Namun upaya pemerintah tidak akan mudah. Pasalnya, kata Khudori, ada segelintir pelaku usaha di sektor pangan yang menguasai distribusi komoditas tertentu.

“Jalur distribusi yang konsentris dan oligopolis terjadi pada dua sumber pasokan pangan, yaitu sisi produksi di dalam negeri dan impor. Di tangan mereka bisnis bahkan menjalar ke urusan politik,” ungkapnya.

Khudori menilai, payung hukum stabilisasi harga pangan sebenarnya sudah kuat terutama dengan adanya Undang-Undang (UU) Pangan No 18/2012 dan UU Perdagangan No 7/2014.

“Dua Undang-Undang itu sebenarnya sudah memungkinkan bagi pemerintah untuk intervensi saat terjadi kegagalan mekanisme pasar atau market failure,” sambungnya.
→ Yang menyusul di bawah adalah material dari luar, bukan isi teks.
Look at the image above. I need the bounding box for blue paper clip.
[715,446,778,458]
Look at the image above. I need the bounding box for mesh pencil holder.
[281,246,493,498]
Pemerintah bahkan sudah menetapkan jenis-jenis kebutuhan pokok yang harus dijaga lewat Perpres No 71/2015. Kebutuhan pokok itu mencakup 11 barang seperti beras, kedelai, cabai, bawang merah, gula, minyak goreng, tepung terigu, daging sapi, daging ayam ras, telur ayam ras, ikan segar.

“Tapi, memang masih perlu ditambah aturan-aturan turunan,” katanya.

Ketua Asosiasi Pedagang Pasar Seluruh Indonesia (APPSI) Ngadiran mengatakan, turunnya harga BBM ternyata tidak berdampak pada penurunan harga bahan pokok.

Pasalnya, tarif angkutan tidak mengalami penurunan meski sudah ada imbauan dari pemerintah. “Seharusnya, harga bahan pokok turun bulan ini, tapi kenyataannya malah pada naik,” sebutnya.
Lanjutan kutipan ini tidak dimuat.